I’ve been a long-time user of Pow, but with Google’s purchase of the .dev top-level domain, I’m in search of a new way of running Rack-compatible local applications. I’ve found puma-dev to work well over the new top-level domain of .localhost.

I’ve been a long-time user of Pow to manage my local development environment. If you’re not familiar, it maps local hostnames like http://myapp.dev to a folder (say, ~/projects/myapp) and will start/stop the myapp project’s development server with Rack.

This worked great… until Chrome 63.

Chrome 63, released December 6, 2017, requires all .dev domains to be loaded over https because Google purchased the .dev top-level domain and decided it would require https via HSTS.

I found this gem in the Pow release notes:

This is the last release for the forseeable future.

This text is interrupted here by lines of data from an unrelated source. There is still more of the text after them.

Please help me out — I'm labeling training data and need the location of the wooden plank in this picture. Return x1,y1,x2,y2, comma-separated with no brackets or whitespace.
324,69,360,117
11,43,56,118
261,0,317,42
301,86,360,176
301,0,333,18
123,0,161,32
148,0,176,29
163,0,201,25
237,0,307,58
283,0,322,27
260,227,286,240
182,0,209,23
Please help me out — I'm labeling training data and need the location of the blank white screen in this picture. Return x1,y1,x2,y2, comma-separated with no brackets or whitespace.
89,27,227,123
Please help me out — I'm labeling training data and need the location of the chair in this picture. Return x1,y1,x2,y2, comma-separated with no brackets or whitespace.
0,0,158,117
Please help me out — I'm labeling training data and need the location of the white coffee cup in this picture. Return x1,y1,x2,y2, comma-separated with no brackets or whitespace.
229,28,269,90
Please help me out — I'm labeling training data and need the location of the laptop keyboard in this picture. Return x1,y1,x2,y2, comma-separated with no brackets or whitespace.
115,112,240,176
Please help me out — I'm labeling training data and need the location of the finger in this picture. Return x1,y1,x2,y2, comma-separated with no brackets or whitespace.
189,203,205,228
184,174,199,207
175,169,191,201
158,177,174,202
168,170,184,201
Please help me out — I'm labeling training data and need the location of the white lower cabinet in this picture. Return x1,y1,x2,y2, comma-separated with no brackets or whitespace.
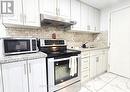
102,50,108,72
81,49,108,83
2,61,28,92
2,59,47,92
28,58,47,92
81,52,89,84
0,65,3,92
90,56,97,78
90,50,108,78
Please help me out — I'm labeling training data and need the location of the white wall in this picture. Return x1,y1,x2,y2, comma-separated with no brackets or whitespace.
100,1,130,31
0,17,6,37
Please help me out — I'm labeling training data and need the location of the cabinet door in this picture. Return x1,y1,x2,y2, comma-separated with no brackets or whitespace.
90,56,97,78
2,61,28,92
102,52,108,72
23,0,40,27
94,9,100,31
28,58,47,92
58,0,70,19
71,0,81,30
3,0,23,25
0,65,3,92
96,55,102,75
39,0,57,15
88,6,95,31
81,3,88,31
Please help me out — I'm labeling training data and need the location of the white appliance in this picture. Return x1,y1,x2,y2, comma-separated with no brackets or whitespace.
109,7,130,78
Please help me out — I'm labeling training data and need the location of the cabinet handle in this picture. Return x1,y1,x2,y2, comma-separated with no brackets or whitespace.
20,14,23,22
24,64,26,75
94,27,97,31
58,9,60,15
24,15,26,23
87,25,90,30
96,57,99,62
56,8,58,15
29,63,31,73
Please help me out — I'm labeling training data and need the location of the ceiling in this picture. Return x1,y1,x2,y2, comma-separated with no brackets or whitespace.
80,0,129,9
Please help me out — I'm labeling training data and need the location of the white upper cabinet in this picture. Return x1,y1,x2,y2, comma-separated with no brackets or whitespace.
94,9,100,31
39,0,57,16
0,65,3,92
2,61,28,92
3,0,40,27
40,0,71,19
28,58,47,92
23,0,40,27
57,0,70,19
88,6,95,31
71,0,81,30
81,3,89,31
3,0,23,26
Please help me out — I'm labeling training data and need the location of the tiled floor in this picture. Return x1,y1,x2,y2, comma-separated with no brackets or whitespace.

Check out puma-dev for a contemporary alternative.

Migrating from pow to puma-dev

Although I could have upgraded Pow to fix the issue, Pow hasn’t been working well with features required to build more modern apps like WebSockets and SSL certificates — so I was well ready to move along to something new. My upgrade steps:

  1. Uninstalled pow.

    curl get.pow.cx/uninstall.sh | sh
    
  2. Installed puma-dev.

    brew install puma/puma/puma-dev
    
  3. Ran sudo puma-dev -setup to do some more junk (configuring /etc/resolver, but you don’t need to know anything about that).

  4. Ran puma-dev -install -d localhost to bind puma-dev to .localhost domains. I chose .localhost because it’s obvious what it’s doing (myapp.localhost clearly points to your machine) instead of the other newly-emerging standard, .test.

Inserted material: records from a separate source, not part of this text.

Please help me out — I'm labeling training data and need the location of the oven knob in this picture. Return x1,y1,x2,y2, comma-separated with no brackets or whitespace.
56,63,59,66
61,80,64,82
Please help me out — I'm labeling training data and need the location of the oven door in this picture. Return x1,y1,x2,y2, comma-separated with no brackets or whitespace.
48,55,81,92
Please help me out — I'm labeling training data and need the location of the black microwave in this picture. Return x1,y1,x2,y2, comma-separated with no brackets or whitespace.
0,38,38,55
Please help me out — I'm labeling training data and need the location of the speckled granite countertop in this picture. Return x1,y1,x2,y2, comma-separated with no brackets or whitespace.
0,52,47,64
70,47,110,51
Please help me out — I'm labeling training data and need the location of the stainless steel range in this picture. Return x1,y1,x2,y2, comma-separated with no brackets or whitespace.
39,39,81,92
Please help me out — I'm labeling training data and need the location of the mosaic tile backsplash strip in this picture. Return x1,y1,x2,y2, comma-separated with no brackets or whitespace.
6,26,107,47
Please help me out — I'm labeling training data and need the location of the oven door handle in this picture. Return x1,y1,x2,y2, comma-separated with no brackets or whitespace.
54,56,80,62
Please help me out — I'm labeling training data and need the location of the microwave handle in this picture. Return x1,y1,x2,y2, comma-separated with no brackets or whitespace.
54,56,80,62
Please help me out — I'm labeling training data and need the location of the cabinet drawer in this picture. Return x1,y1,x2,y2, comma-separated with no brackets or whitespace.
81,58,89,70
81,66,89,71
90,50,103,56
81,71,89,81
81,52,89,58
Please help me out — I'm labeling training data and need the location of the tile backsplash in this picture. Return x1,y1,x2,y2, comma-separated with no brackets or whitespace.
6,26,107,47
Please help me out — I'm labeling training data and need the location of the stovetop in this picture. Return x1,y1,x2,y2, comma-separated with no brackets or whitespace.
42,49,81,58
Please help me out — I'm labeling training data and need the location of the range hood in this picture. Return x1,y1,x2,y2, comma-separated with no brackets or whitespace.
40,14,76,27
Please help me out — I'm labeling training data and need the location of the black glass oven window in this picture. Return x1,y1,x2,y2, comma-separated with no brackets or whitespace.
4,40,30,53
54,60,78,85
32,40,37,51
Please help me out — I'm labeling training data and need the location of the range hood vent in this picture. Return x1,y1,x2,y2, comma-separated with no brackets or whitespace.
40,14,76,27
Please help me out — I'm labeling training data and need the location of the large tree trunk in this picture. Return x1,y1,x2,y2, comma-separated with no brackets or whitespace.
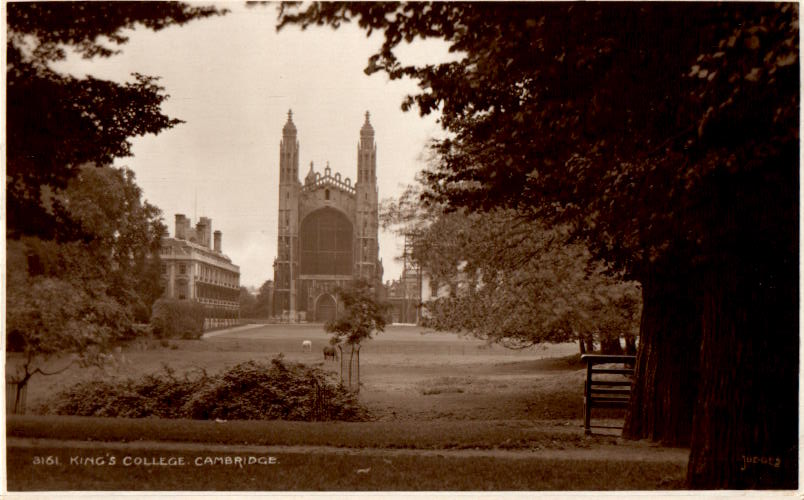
687,159,799,489
623,267,700,446
687,262,798,489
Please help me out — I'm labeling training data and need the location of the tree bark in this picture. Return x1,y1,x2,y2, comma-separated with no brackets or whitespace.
349,346,355,389
338,346,343,385
357,346,360,392
623,267,700,446
584,334,595,354
687,240,799,489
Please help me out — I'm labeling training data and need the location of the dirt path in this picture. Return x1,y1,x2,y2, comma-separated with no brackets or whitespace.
7,437,689,465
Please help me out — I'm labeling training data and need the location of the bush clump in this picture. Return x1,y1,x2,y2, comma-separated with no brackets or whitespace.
151,299,204,339
48,357,368,421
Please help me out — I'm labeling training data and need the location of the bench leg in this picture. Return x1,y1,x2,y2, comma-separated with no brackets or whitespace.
583,396,592,436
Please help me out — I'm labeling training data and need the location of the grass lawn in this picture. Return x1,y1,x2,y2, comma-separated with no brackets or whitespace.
7,325,686,491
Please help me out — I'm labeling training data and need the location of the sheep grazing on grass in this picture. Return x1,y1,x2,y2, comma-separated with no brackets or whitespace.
324,346,338,361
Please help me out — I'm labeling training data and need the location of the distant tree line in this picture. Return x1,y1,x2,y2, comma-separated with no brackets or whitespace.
6,2,226,394
279,2,800,489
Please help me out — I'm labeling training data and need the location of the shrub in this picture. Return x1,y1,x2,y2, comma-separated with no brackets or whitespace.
151,299,205,339
48,357,368,421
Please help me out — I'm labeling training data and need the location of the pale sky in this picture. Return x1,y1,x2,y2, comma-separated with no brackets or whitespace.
48,3,448,286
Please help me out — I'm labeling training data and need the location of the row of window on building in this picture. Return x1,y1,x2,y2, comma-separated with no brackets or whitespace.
162,262,240,288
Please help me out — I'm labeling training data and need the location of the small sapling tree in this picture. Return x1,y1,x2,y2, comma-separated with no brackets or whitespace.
324,280,389,391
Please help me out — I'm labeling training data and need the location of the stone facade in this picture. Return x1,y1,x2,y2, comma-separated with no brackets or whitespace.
274,112,383,322
160,214,240,328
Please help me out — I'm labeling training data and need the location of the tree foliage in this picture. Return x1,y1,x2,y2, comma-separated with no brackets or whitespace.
6,165,164,380
381,186,641,349
324,279,390,390
280,3,799,488
6,2,220,237
6,2,221,398
49,357,367,421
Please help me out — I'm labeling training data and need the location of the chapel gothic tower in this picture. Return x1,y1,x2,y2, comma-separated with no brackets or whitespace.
355,111,379,280
273,112,383,322
274,111,301,311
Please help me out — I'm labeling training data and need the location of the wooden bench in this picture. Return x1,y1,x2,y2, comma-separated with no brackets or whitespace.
581,354,636,435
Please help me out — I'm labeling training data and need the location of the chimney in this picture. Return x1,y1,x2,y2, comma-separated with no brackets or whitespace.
176,214,190,240
195,217,212,248
213,231,222,253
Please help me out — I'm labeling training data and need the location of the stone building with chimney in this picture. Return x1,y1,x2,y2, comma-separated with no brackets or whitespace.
160,214,240,328
274,111,383,322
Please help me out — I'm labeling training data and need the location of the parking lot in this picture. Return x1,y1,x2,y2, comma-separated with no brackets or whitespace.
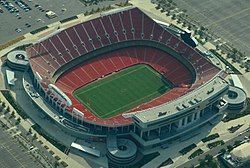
0,128,43,168
0,0,122,45
176,0,250,57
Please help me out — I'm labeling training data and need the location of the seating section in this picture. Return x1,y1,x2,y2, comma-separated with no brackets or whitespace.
27,8,222,125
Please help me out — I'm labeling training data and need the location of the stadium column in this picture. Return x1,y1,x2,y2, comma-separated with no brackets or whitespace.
140,130,143,138
191,113,195,122
184,117,188,126
178,118,183,128
197,111,201,119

  5. Ran puma-dev link in each app directory to symlink them to subdomains of .localhost.

  6. You may need to resolve a Root CA issue, see below.

Now, I’m able to access http://myapp.localhost happily (as well as https://myapp.localhost) again!

Resolved root CA issue

After following the above steps, I began to have an issue where the automatically-generated SSL certificates used for HTTPS were only trusted in some cases. Turns out the issue was that puma-dev had installed the root CA certificate in my login keychain, and not in the system one. To fix:

  1. Launch “Keychain Access” from Applications.

  2. Search for the “Puma-dev CA” certificate.

  3. Drag the certificate to the “System” keychain.

  4. Enter your password to allow the change.

  5. Restart the application where certificates were not trusted (Chrome, for example).